2 Fig. 8 shows the curve \(y = \mathrm { f } ( x )\), where \(\mathrm { f } ( x ) = \frac { x } { \sqrt { 2 + x ^ { 2 } } }\)
\begin{figure}[h]
\includegraphics[alt={},max width=\textwidth]{93ee09be-f014-4dd7-a8da-8646837b17a5-1_471_674_761_719}
\captionsetup{labelformat=empty}
\caption{Fig. 8}
\end{figure}
- Show algebraically that \(\mathrm { f } ( x )\) is an odd function.

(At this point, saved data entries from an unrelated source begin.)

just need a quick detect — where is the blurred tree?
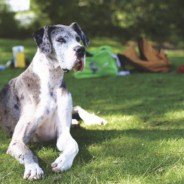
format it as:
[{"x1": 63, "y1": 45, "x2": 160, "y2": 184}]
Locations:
[
  {"x1": 31, "y1": 0, "x2": 117, "y2": 37},
  {"x1": 1, "y1": 0, "x2": 183, "y2": 44},
  {"x1": 0, "y1": 3, "x2": 19, "y2": 38},
  {"x1": 113, "y1": 0, "x2": 184, "y2": 43},
  {"x1": 0, "y1": 1, "x2": 35, "y2": 38},
  {"x1": 31, "y1": 0, "x2": 184, "y2": 43}
]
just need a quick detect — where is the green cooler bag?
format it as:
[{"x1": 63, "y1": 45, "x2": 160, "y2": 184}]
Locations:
[{"x1": 74, "y1": 45, "x2": 118, "y2": 79}]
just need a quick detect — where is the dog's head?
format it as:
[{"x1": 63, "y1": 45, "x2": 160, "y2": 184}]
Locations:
[{"x1": 32, "y1": 22, "x2": 89, "y2": 73}]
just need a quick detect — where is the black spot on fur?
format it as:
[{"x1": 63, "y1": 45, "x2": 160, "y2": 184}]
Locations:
[
  {"x1": 14, "y1": 104, "x2": 19, "y2": 110},
  {"x1": 16, "y1": 96, "x2": 19, "y2": 102},
  {"x1": 60, "y1": 80, "x2": 69, "y2": 95},
  {"x1": 4, "y1": 110, "x2": 7, "y2": 114},
  {"x1": 60, "y1": 80, "x2": 66, "y2": 88},
  {"x1": 50, "y1": 92, "x2": 53, "y2": 96},
  {"x1": 18, "y1": 154, "x2": 24, "y2": 161},
  {"x1": 20, "y1": 94, "x2": 24, "y2": 100},
  {"x1": 46, "y1": 109, "x2": 50, "y2": 114}
]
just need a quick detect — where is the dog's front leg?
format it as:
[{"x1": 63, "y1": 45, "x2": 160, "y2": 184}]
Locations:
[
  {"x1": 51, "y1": 89, "x2": 79, "y2": 172},
  {"x1": 7, "y1": 109, "x2": 44, "y2": 180}
]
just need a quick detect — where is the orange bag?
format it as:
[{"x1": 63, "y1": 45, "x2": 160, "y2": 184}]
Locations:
[{"x1": 121, "y1": 38, "x2": 173, "y2": 72}]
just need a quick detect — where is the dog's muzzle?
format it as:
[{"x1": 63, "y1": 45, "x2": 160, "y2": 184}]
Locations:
[{"x1": 73, "y1": 46, "x2": 85, "y2": 72}]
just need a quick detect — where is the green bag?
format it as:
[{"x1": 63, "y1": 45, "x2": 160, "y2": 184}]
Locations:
[{"x1": 74, "y1": 45, "x2": 118, "y2": 79}]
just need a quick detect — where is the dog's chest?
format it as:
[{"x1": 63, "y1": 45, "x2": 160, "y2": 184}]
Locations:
[
  {"x1": 33, "y1": 93, "x2": 58, "y2": 142},
  {"x1": 30, "y1": 61, "x2": 66, "y2": 142},
  {"x1": 34, "y1": 115, "x2": 57, "y2": 142}
]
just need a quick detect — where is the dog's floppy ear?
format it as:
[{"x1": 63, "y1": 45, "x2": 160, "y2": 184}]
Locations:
[
  {"x1": 70, "y1": 22, "x2": 89, "y2": 47},
  {"x1": 32, "y1": 26, "x2": 54, "y2": 54}
]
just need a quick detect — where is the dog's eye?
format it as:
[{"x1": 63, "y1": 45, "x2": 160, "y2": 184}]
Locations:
[
  {"x1": 57, "y1": 38, "x2": 65, "y2": 43},
  {"x1": 76, "y1": 37, "x2": 80, "y2": 42}
]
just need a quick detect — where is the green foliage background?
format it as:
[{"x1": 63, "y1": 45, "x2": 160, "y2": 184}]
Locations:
[{"x1": 0, "y1": 0, "x2": 184, "y2": 45}]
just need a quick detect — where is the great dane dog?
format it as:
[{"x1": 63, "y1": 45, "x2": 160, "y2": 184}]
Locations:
[{"x1": 0, "y1": 22, "x2": 107, "y2": 180}]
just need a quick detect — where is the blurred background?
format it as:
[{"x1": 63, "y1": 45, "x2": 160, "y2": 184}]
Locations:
[{"x1": 0, "y1": 0, "x2": 184, "y2": 48}]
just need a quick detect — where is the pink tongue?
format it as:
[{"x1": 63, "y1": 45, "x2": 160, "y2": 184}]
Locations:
[{"x1": 80, "y1": 57, "x2": 85, "y2": 71}]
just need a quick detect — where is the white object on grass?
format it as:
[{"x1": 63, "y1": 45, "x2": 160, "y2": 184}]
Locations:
[{"x1": 78, "y1": 108, "x2": 107, "y2": 125}]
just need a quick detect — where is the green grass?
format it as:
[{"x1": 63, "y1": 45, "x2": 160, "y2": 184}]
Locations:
[{"x1": 0, "y1": 38, "x2": 184, "y2": 184}]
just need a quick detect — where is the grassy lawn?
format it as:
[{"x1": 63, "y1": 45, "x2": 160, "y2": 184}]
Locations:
[{"x1": 0, "y1": 38, "x2": 184, "y2": 184}]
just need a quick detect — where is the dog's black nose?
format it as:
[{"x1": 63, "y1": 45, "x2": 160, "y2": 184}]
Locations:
[{"x1": 74, "y1": 46, "x2": 85, "y2": 58}]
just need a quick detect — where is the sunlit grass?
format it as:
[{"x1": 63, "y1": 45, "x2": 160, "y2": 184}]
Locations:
[{"x1": 0, "y1": 38, "x2": 184, "y2": 183}]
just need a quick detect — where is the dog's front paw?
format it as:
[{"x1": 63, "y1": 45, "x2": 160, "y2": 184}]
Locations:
[
  {"x1": 23, "y1": 163, "x2": 44, "y2": 180},
  {"x1": 51, "y1": 154, "x2": 73, "y2": 173}
]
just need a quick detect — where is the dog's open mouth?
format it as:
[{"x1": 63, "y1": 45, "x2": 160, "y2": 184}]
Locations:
[{"x1": 73, "y1": 57, "x2": 85, "y2": 72}]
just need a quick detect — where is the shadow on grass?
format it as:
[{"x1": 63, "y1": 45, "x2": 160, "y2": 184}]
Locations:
[
  {"x1": 70, "y1": 124, "x2": 184, "y2": 180},
  {"x1": 27, "y1": 120, "x2": 184, "y2": 163},
  {"x1": 0, "y1": 116, "x2": 184, "y2": 183}
]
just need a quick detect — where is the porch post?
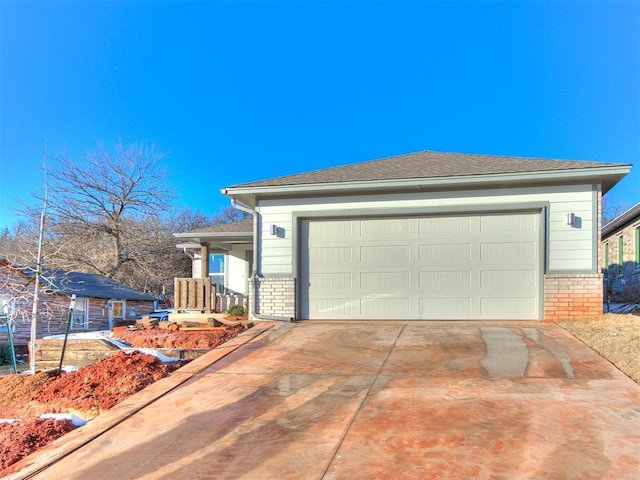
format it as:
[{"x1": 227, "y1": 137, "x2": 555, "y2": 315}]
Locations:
[{"x1": 200, "y1": 243, "x2": 209, "y2": 279}]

Interpret this result geometrically.
- Show that \(\mathrm { f } ^ { \prime } ( x ) = \frac { 2 } { \left( 2 + x ^ { 2 } \right) ^ { \frac { 3 } { 2 } } }\). Hence find the exact gradient of the curve at the origin.

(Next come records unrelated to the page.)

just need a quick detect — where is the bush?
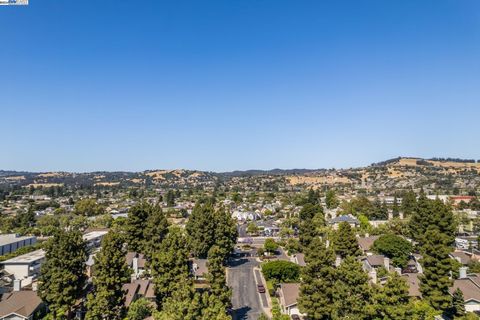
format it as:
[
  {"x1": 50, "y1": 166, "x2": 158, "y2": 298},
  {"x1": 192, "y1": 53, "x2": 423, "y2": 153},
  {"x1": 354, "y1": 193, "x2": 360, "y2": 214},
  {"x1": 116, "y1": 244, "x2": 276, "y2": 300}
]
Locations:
[{"x1": 261, "y1": 260, "x2": 300, "y2": 283}]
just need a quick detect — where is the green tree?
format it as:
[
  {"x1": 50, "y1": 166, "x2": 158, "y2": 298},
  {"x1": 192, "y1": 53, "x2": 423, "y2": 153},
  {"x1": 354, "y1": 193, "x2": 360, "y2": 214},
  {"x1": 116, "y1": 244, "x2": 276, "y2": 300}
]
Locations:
[
  {"x1": 186, "y1": 203, "x2": 237, "y2": 259},
  {"x1": 154, "y1": 276, "x2": 202, "y2": 320},
  {"x1": 261, "y1": 260, "x2": 301, "y2": 283},
  {"x1": 165, "y1": 190, "x2": 176, "y2": 207},
  {"x1": 126, "y1": 298, "x2": 153, "y2": 320},
  {"x1": 73, "y1": 198, "x2": 105, "y2": 216},
  {"x1": 143, "y1": 205, "x2": 169, "y2": 259},
  {"x1": 125, "y1": 202, "x2": 151, "y2": 252},
  {"x1": 246, "y1": 222, "x2": 259, "y2": 235},
  {"x1": 401, "y1": 190, "x2": 417, "y2": 217},
  {"x1": 372, "y1": 234, "x2": 413, "y2": 268},
  {"x1": 85, "y1": 231, "x2": 130, "y2": 319},
  {"x1": 264, "y1": 238, "x2": 279, "y2": 254},
  {"x1": 451, "y1": 288, "x2": 466, "y2": 318},
  {"x1": 298, "y1": 204, "x2": 324, "y2": 250},
  {"x1": 207, "y1": 245, "x2": 231, "y2": 308},
  {"x1": 38, "y1": 230, "x2": 87, "y2": 319},
  {"x1": 372, "y1": 273, "x2": 413, "y2": 319},
  {"x1": 299, "y1": 238, "x2": 336, "y2": 319},
  {"x1": 420, "y1": 229, "x2": 453, "y2": 311},
  {"x1": 151, "y1": 227, "x2": 190, "y2": 307},
  {"x1": 331, "y1": 256, "x2": 372, "y2": 319},
  {"x1": 325, "y1": 189, "x2": 339, "y2": 209},
  {"x1": 333, "y1": 222, "x2": 361, "y2": 259}
]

- Find the exact area of the region bounded by the curve, the \(x\)-axis and the line \(x = 1\).
- \(( A )\) Show that if \(y = \frac { x } { \sqrt { 2 + x ^ { 2 } } }\), then \(\frac { 1 } { y ^ { 2 } } = \frac { 2 } { x ^ { 2 } } + 1\).

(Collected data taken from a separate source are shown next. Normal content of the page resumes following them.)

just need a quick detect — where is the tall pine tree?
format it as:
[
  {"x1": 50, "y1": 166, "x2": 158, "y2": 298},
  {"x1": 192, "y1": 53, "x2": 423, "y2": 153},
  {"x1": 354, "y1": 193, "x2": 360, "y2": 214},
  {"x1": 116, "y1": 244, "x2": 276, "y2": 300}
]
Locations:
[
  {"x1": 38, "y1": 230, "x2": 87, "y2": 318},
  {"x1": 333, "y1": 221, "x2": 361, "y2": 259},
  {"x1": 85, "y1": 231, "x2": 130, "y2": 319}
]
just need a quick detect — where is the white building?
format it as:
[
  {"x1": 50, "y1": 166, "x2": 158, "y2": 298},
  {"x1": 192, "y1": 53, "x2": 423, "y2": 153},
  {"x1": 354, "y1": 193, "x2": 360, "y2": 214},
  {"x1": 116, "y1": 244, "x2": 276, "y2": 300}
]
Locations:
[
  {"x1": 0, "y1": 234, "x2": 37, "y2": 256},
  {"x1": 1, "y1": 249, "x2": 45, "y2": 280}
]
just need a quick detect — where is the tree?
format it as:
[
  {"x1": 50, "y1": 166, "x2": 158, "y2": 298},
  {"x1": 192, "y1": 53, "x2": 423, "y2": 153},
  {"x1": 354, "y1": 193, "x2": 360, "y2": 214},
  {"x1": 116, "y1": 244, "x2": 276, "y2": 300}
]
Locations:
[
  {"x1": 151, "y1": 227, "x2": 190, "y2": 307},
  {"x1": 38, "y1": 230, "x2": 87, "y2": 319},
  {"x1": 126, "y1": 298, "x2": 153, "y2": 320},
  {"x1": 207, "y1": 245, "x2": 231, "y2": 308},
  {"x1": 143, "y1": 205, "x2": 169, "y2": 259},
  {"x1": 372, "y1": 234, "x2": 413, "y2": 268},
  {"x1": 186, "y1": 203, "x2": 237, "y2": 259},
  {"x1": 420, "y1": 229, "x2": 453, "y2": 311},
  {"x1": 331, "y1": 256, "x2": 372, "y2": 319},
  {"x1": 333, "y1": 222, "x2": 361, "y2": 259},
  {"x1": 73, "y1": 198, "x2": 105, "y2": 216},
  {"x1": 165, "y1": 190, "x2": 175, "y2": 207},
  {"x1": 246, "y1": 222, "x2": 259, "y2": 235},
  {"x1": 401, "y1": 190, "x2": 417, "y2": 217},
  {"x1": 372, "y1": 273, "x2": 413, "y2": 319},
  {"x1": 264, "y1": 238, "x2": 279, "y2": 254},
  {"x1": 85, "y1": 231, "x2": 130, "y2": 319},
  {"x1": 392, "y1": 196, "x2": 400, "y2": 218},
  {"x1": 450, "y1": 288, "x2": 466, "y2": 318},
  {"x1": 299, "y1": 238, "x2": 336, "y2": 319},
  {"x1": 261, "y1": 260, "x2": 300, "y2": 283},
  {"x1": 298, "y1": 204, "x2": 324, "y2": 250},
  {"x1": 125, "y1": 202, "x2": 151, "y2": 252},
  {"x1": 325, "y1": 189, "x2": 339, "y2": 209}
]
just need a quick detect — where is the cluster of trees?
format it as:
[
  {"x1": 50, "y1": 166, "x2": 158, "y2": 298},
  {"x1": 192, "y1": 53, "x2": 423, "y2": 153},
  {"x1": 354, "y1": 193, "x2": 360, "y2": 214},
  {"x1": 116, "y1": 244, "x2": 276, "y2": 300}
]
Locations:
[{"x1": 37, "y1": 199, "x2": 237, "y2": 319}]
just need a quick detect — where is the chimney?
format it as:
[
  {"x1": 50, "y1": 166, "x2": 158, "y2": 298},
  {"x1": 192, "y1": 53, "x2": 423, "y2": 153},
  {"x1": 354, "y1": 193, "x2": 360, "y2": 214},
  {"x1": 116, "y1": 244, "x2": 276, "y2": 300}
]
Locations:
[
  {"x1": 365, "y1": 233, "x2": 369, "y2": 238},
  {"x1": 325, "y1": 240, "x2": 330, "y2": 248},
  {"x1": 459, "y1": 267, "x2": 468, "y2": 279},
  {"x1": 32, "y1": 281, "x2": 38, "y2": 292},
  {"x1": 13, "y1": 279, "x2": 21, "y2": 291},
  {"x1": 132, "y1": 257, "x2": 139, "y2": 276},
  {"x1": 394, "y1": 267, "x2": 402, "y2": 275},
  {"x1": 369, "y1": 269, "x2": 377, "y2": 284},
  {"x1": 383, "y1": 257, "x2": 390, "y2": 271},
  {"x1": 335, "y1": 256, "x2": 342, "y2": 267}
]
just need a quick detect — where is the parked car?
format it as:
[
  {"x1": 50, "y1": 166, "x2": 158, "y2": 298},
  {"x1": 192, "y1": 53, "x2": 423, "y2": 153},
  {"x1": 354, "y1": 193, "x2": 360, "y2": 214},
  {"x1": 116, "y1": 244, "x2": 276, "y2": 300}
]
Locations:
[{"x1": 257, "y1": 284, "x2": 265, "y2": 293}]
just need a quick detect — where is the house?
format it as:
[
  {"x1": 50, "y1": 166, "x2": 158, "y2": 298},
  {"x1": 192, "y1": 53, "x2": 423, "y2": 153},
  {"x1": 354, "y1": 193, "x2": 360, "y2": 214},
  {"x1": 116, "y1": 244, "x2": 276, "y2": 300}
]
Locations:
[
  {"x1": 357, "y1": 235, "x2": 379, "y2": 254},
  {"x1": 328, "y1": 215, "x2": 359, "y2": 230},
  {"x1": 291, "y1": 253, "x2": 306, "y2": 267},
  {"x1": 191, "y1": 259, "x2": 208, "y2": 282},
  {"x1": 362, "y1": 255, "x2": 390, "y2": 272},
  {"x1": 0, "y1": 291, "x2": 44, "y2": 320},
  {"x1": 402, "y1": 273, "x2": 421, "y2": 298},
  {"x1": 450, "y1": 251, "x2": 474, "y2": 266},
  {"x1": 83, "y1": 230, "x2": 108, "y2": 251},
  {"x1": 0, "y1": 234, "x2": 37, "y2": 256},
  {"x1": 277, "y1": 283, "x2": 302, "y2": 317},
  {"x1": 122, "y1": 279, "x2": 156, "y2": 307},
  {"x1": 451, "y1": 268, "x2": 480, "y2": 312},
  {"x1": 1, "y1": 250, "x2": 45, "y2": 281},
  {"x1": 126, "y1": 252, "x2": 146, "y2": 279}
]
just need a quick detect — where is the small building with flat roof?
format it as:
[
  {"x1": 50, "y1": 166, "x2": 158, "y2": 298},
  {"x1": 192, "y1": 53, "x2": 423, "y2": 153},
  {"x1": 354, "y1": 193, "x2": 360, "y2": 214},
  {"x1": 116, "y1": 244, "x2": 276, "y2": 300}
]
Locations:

(B) Differentiate \(\frac { 1 } { y ^ { 2 } } = \frac { 2 } { x ^ { 2 } } + 1\) implicitly to show that \(\frac { \mathrm { d } y } { \mathrm {~d} x } = \frac { 2 y ^ { 3 } } { x ^ { 3 } }\). Explain why this expression cannot be used to find the gradient of the curve at the origin.